Sebanyak 92 persen penuh sejarah manusia dipenuhi dengan kekerasan. Siapa yang bisa mengendalikan itu? Tidak ada! Tidak mudah bagi kita untuk menjalani hidup di dalam dunia yang bahkan 92 persennya berada di dalam masa-masa yang tidak nyaman dan tidak tenang. Rasul Paulus berkata kepada kita melalui Filipi 4, terutama dalam ayat 4:7, “Aku katakan kepadamu bersukacitalah.” Pada saat ia mengatakan demikian, sebenarnya ia sedang berada di dalam suasana yang secara manusiawi tidak mungkin bersukacita. Paulus sedang mempunyai masalah yang besar karena sedang berada di dalam penjara. Ditambah lagi dengan keadaan jemaatnya yang dilanda perselisihan. Ia juga sedang mempunyai masalah besar karena banyak orang memfitnah dirinya dan menyangsikan pelayanannya. Akan tetapi, ia terus berkata kepada jemaat, “bersukacitalah, bersukacitalah!” dan ia meneruskan dengan berkata, “hendaklah kebaikan hatimu diketahui semua orang”, artinya ia ingin mengajak kita semua agar jangan membalas dendam. Janganlah membalas ketika kita berpikir orang lain menyengsarakan hidup kita dan membuat hidup kita tidak ada damai. Yang terpenting saat dunia berada dalam situasi yang tidak aman dan saat segala sesuatu berjalan di luar dugaan kita, kita harus mengingat apa yang dikatakan oleh Rasul Paulus dalam ayat 7, “Biar damai sejahtera Allah yang melampaui segala akal akan memelihara hati dan pikiranmu di dalam Kristus Yesus.” Ini merupakan sesuatu hal yang tidak biasa karena biasanya kita bisa merasa damai sejahtera jika segala sesuatunya berjalan dengan baik dan lingkungan kita berada di dalam situasi yang menyenangkan.
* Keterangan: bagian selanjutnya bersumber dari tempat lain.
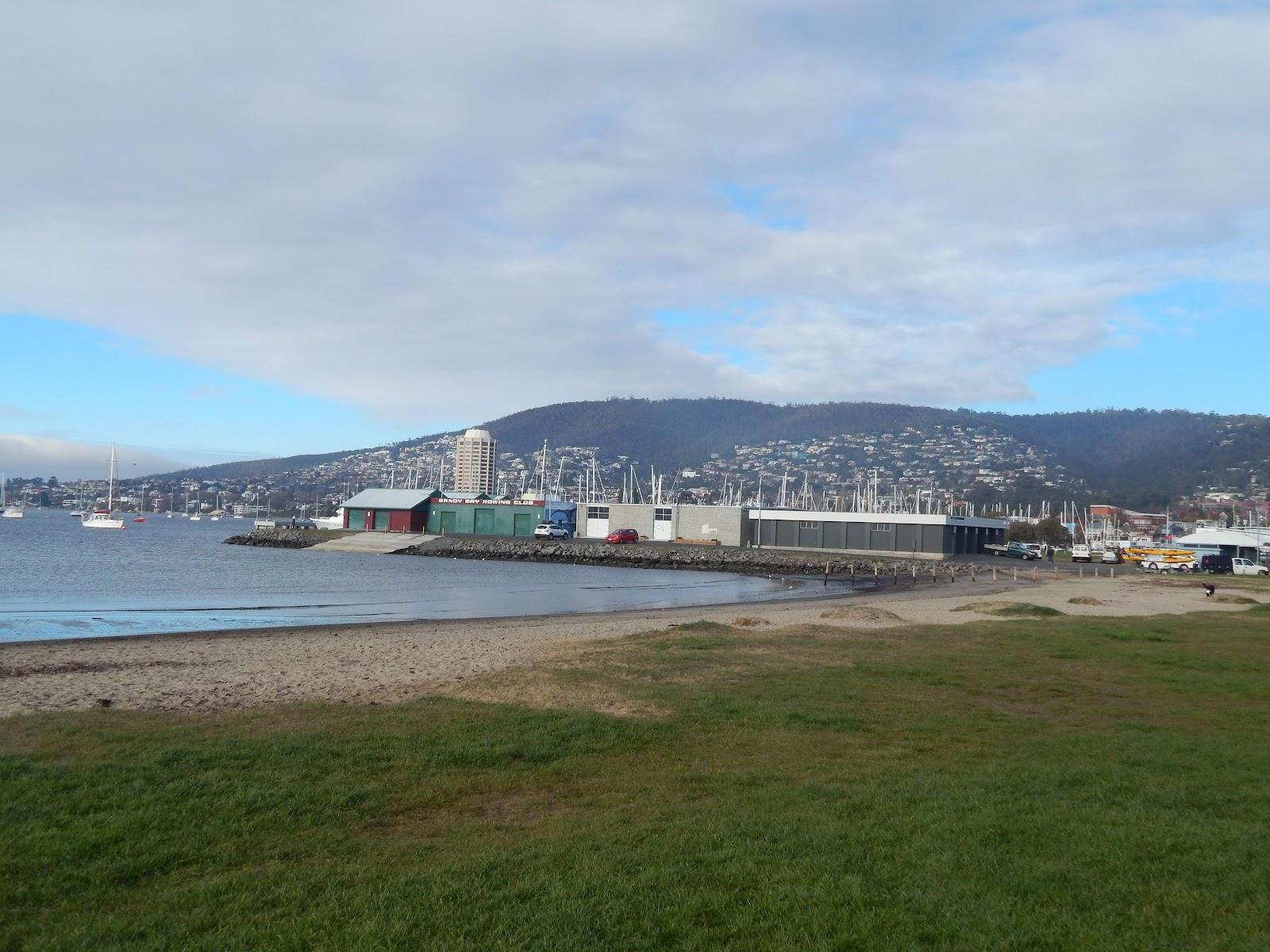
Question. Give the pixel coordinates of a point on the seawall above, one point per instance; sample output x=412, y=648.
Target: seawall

Kita bisa berkata mengalami damai sejahtera ketika semua rencana kita berhasil. Akan tetapi, yang dikatakan oleh Rasul Paulus justru sebaliknya. Di dalam situasi ketidaknyamanan dan tidak ada damai sejahtera, biarlah damai sejahtera Allah yang melampaui segala akal memelihara hati dan pikiran kita.
Bagaimana mungkin ini terjadi? Bagaimana mungkin kita diharapkan Tuhan untuk merasa damai sejahtera pada saat kita gelisah dan penuh dengan masalah?
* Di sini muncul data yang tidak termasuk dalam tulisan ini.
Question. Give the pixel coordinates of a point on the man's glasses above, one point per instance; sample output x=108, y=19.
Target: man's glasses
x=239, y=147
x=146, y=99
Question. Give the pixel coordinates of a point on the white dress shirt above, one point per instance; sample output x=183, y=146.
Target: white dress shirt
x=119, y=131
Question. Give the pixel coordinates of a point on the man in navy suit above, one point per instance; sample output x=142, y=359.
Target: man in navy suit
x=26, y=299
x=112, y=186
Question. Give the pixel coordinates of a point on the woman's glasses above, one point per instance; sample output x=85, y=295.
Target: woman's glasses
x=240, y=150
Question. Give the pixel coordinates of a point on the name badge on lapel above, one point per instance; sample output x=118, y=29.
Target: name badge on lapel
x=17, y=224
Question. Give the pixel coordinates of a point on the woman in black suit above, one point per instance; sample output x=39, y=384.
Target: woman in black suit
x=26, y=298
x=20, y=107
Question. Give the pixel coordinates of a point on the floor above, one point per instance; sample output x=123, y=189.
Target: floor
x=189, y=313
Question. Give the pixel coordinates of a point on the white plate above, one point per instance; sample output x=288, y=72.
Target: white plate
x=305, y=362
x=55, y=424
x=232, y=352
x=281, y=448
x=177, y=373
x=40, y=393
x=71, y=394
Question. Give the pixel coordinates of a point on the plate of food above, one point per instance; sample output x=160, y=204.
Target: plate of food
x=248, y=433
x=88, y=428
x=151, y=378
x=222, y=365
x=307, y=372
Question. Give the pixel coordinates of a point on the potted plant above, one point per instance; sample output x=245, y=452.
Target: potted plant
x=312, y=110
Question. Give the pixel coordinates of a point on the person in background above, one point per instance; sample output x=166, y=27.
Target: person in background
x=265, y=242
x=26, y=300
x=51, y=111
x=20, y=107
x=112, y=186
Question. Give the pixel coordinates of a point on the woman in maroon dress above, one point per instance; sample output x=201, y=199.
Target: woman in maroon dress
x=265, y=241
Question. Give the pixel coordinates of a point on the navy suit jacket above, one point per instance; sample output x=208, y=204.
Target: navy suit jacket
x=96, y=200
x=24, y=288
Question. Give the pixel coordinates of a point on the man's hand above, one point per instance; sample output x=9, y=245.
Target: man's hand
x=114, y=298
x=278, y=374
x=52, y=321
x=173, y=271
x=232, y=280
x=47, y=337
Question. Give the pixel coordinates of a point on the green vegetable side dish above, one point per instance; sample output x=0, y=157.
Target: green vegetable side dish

Bagaimana mungkin kita merasa damai sejahtera ketika banyak hal terjadi di hidup ini dan itu terjadi di luar kehendak kita? Saya rasa Paulus juga tidak menyukai apa yang terjadi pada dirinya. Dulu sebelum Paulus bertobat ia mengejar-ngejar murid Tuhan, tetapi setelah ia bertobat justru sebaliknya, ia yang dikejar-kejar. Dulu Paulus menganiaya, sekarang ia yang dianiaya. Dulu Paulus memfitnah orang Kristen, sekarang ia yang difitnah oleh orang lain, bahkan oleh saudara-saudara seiman sendiri. Di dalam situasi seperti itu, Paulus layak untuk mengeluh dan layak untuk marah. Paulus layak untuk menjadi tidak puas dan menyalahkan jemaatnya, menyalahkan dunia, dan bahkan menyalahkan Tuhan. Akan tetapi, Paulus tidak menyalahkan siapa pun. Mengapa? Karena di ayat 7 Paulus mengatakan bahwa damai sejahtera Allah yang melampaui akal pikiran menguasainya. Dengan kata lain, ia ditopang oleh kekuatan yang berasal dari Allah sendiri. Paulus ditopang oleh damai sejahtera Allah yang melampaui segala akal pikiran. Paulus tidak bergantung pada apa yang terjadi di dunia ini, apa yang terjadi di sekelilingnya, tetapi betul-betul bergantung pada anugerah Tuhan yang menopang hidup Paulus.